要说她和明月的过节还是去年的事。明月虽说在王府长大,却在母亲庇护之下能保持天真浪漫。遇到陈然的时候她因为父亲是从县令升入京城,从乡下来的,祖上又是平民出身而遭到众人排斥。她一个人在一旁不知所措,明月又是心地善良的人,见不得这种事,所以与她交谈。
她给明月最大的印象就是爱和别人说“我这个人很笨,什么都不会。”
明月也以为她是心思单纯之人,没有做提防。却不料被她摆了一道。事后明月回想自己粗心大意,自己才是那个笨的人。
那次以后明月就很少和她来往了,她似乎没察觉明月已经发觉自己被耍,还时不时地向明月献殷勤。
明月想这件事虽然不至于到绝交的地步,但是不会真心相交是准没错了。
两人虽坐在一起,却各怀心思。
“哎呀……”一个球正打在明月的头上,柳木洲焦急地跑了过来。
“县主可曾受伤?小生给县主赔罪了……”
明月没有理会,只背对着他让雁儿检查着头上被砸的地方有没有要紧的。
“县主……”说着就要上前来看,芙蓉拦在他面前。
“没什么要紧的”柳木洲话还未说完就被明月打断了,又说道:“柳公子也不是故意的,还是别坏了兴致。”
说完,赌气似的走了。柳木洲看着明月远去的背影,嘴角露出一丝微笑。
明月赌气走了以后,顺着石子路往前走着,看见了在亭子里坐着的陆清风。他脸上没有表情,茶杯里的热气挡住了他眼底的惨然。明月看向他,示以友好的目光。
在明月看来他是清高,不理睬明月的友好目光。明月也对这人反感了起来。径直往前走,绕过假山,远远地甩开众人。
“有人落水啦……”明月正散漫地走着,忽听见有人叫喊。环顾四周,见无人回应,忙让芙蓉去叫人来救命。又吩咐雁儿去找找看有什么树枝可以将人拉上来。
这时柳木洲出现在她眼前,她才明白,哪里是有人落水,这明明是要把自己身边的人支开。
“县主……”他悠悠的叫了一声。
明月见了他这样煞费苦心,脸上烧的发烫,说:“你竟是如此鲁莽,竟然将我心腹支走……”
“我若不支开她们,如何能见县主您呢?”
这句话说完吓得明月连抬头都不敢,脸上越来越烫,犹如一盆火炭在眼前烤着。
他慢慢的从怀中取出一节小木头,递给她。明月接了过来,仔细端详着。是一个形似小鸟的木头,而且还是未加雕琢的。

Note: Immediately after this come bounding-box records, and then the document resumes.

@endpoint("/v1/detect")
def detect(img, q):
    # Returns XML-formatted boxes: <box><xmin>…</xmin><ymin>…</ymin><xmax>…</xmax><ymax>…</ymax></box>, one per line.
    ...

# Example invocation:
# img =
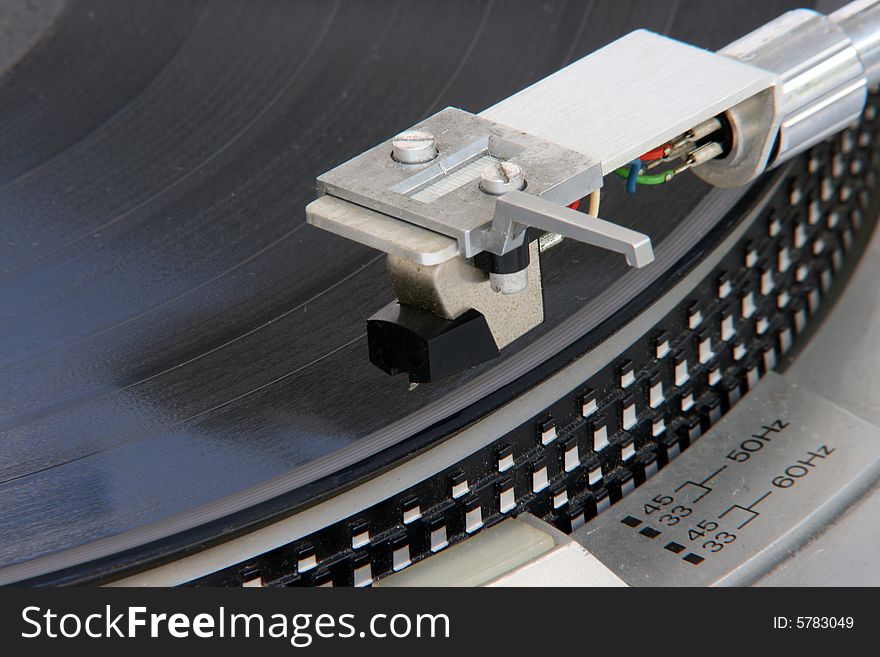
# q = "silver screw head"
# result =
<box><xmin>391</xmin><ymin>130</ymin><xmax>437</xmax><ymax>164</ymax></box>
<box><xmin>480</xmin><ymin>162</ymin><xmax>526</xmax><ymax>196</ymax></box>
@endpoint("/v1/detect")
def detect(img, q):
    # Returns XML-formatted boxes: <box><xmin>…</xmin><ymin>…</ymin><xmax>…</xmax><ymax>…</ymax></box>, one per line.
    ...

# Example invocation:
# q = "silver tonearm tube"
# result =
<box><xmin>306</xmin><ymin>0</ymin><xmax>880</xmax><ymax>380</ymax></box>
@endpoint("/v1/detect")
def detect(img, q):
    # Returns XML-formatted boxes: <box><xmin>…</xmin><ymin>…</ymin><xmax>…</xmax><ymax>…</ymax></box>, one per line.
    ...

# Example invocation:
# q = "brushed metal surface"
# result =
<box><xmin>0</xmin><ymin>0</ymin><xmax>802</xmax><ymax>574</ymax></box>
<box><xmin>573</xmin><ymin>372</ymin><xmax>880</xmax><ymax>586</ymax></box>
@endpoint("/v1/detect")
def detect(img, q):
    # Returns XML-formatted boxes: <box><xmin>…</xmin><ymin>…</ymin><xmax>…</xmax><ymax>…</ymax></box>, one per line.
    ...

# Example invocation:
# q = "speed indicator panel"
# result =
<box><xmin>573</xmin><ymin>373</ymin><xmax>880</xmax><ymax>586</ymax></box>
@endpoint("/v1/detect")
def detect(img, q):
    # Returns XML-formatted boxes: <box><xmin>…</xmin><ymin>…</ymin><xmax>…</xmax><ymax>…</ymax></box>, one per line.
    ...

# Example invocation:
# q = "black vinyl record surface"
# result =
<box><xmin>0</xmin><ymin>0</ymin><xmax>804</xmax><ymax>566</ymax></box>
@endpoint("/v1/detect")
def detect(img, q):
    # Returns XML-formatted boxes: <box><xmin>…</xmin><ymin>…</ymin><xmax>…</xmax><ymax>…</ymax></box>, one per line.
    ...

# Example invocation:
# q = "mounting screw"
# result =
<box><xmin>480</xmin><ymin>162</ymin><xmax>526</xmax><ymax>196</ymax></box>
<box><xmin>391</xmin><ymin>130</ymin><xmax>437</xmax><ymax>164</ymax></box>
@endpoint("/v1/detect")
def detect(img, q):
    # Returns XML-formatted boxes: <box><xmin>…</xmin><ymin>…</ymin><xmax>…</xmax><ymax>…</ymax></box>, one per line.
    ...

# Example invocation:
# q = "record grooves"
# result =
<box><xmin>0</xmin><ymin>0</ymin><xmax>869</xmax><ymax>582</ymax></box>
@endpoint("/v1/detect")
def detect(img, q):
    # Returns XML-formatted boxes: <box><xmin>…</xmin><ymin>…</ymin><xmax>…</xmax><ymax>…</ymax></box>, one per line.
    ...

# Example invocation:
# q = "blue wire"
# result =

“我一直记着那日在宫中的相遇……前几日和父亲去打猎,在一棵树上看见的这个,这样子很像那日我们看见的小鸟……”他盯着她说着。
明月手里攥着木鸟,思绪简直可以飞到很久以后,他能来提亲,他们成亲之后生儿育女。要不是仆人的归来脚步声打破了她的思绪,她估计能想到一起白头到老了。
“你快走”明月催促着他,柳木洲微微一笑,唇边的梨涡让明月有些着迷。他向后退着,和她摇着手。
雁儿回来时嘀咕着“好奇怪啊,没有人落水啊!”又瞧着小主人自顾地红着脸。顿时明白怎么回事,急道:“县主……要是王爷发现了怎么办?”雁儿带着哭腔。
“你不说,谁知道?”明月很不以为然。
“奴婢刚刚看见恭宁县主从这里哭着跑开了……奴婢还以为怎么了……原来是……”
明月听得心突突跳,只顾着防身边人,没想到被夙月看见了。让夙月知道等于让父王知道,不知道要迎接怎样的暴风雨!刚刚见面的兴奋变成了局促不安,好心情就此被破坏了。
待叫来了芙蓉,明月就催促着母亲回家。晋王妃虽觉得奇怪,却因十分宠溺明月,听了她的话领着她回了王府。
而明月也没有想错,夙月知道了这件事第一时间就想将这件事告诉她母妃,至于她母妃会怎么做,她管不着。陈然更是想讨好楚王妃,将这件事添油加醋。进了晋王的耳朵里就变成了明月被别人贴身地教打捶丸,还送了东西做定情信物。